Она неуверенно усмехнулась.
– А что входит в лучшую пятерку?
– Пятерку?
– Моих самых интересных отличительных черт.
– Нарциссизм.
– Не может такого быть.
– Предлагаю сделку. Пятую особенность я назову сейчас, а остальные четыре потом, когда у тебя обязательно случится очередная истерика по поводу наших забав.
– Идет.
– Под номером пять – твой цвет волос.
– В клубничном блонде нет ничего интересного.
– А это не клубничный блонд. Они персиковые. У тебя волосы цвета летней орхидеи, – пояснил Джона, после чего пропустил между пальцами прядь тех самых волос.
– По-моему, кто-то перечитал Шекспира.
– Почему бы тебе не рассказать мне историю? Я хочу больше узнать о Джеке Горовице.

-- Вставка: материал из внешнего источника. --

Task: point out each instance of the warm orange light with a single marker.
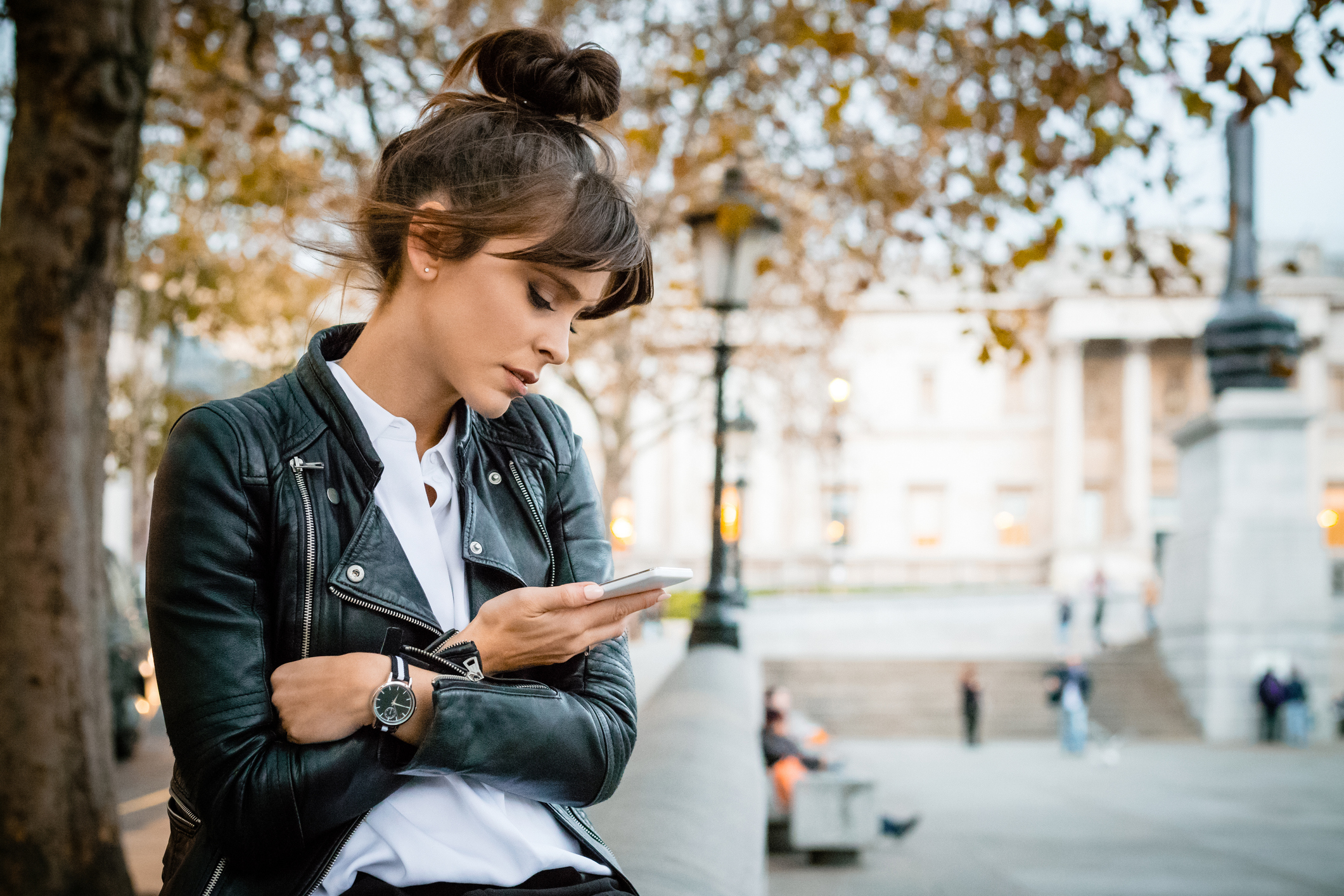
(835, 531)
(623, 523)
(730, 513)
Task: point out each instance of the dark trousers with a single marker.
(1269, 722)
(557, 881)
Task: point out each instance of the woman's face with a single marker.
(488, 326)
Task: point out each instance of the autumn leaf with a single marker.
(1285, 63)
(1219, 60)
(1196, 106)
(1250, 92)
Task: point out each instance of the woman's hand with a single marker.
(323, 699)
(542, 626)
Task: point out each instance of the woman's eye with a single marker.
(538, 300)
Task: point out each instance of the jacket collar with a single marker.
(332, 405)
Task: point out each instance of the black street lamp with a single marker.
(738, 448)
(733, 240)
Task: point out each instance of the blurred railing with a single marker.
(689, 819)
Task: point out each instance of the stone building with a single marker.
(941, 469)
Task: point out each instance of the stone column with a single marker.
(1137, 435)
(1068, 463)
(1246, 577)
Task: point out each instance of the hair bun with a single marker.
(535, 70)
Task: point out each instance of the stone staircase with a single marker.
(1132, 696)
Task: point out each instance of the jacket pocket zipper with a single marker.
(470, 669)
(374, 608)
(214, 878)
(331, 861)
(582, 821)
(311, 555)
(541, 523)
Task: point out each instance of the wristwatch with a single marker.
(394, 701)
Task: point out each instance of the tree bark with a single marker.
(82, 69)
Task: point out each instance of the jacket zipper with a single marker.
(470, 668)
(331, 861)
(586, 826)
(361, 602)
(214, 878)
(541, 523)
(311, 559)
(176, 808)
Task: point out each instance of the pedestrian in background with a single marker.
(1297, 716)
(971, 703)
(1270, 692)
(1098, 589)
(1066, 614)
(1152, 596)
(1069, 691)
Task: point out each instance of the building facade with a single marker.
(941, 469)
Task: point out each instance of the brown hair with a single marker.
(513, 162)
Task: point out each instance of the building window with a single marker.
(1338, 387)
(928, 393)
(1332, 515)
(1013, 515)
(1015, 393)
(1176, 390)
(1092, 516)
(926, 515)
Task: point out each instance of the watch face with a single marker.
(394, 703)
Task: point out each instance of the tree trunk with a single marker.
(82, 69)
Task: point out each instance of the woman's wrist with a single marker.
(370, 675)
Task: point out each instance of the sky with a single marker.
(1298, 171)
(1298, 176)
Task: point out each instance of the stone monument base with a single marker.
(1246, 577)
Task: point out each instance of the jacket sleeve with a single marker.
(207, 592)
(563, 743)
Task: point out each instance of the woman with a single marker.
(383, 660)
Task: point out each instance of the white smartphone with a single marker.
(644, 580)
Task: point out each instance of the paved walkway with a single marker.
(930, 625)
(1018, 819)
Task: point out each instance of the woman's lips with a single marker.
(516, 381)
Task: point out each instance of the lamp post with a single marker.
(731, 238)
(738, 434)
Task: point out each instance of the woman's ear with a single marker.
(425, 231)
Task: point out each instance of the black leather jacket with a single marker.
(262, 504)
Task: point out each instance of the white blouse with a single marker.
(447, 828)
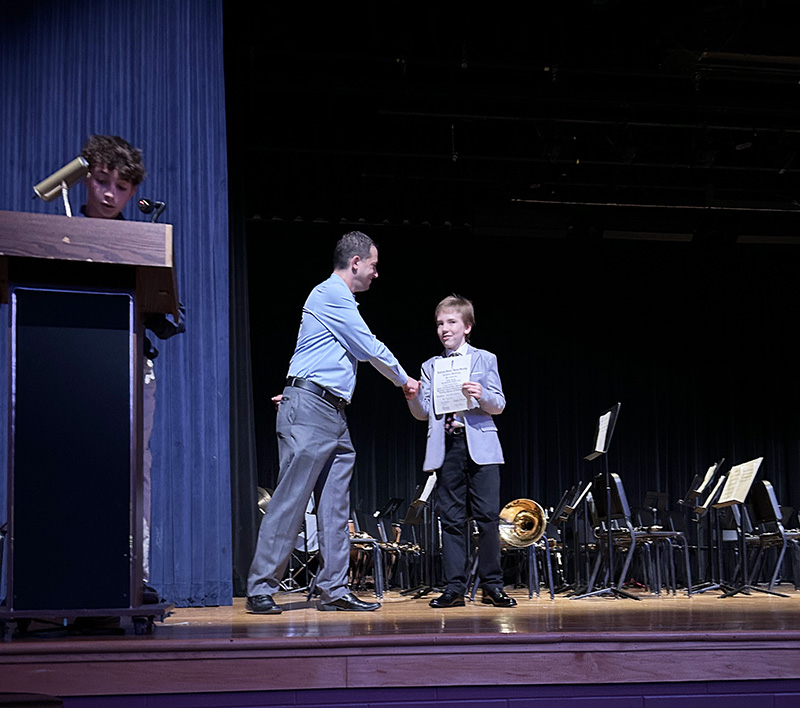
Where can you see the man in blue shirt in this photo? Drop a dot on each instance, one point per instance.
(314, 446)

– Ладно, – согласилась Эстер. Переведя дыхание, она поведала Джоне Смоллвуду о второй встрече ее дедушки со Смертью.
19
Прекрасный день для пышной свадьбы
Поздним утром 4 октября 1982 года Джек Горовиц – Мужчина, Ставший Смертью – позвонил в дверь Реджинальда Солара и попросил быть шафером на его свадьбе. Редж, к тому времени отец двух сыновей и одной дочери, только взглянул на знакомое рябое лицо человека, стоявшего на пороге его дома – человека, которого, как помнится, он считал мертвым, – как тут же грохнулся в обморок. Когда через полминуты он пришел в себя, Горовиц стоял над ним и обмахивал платком.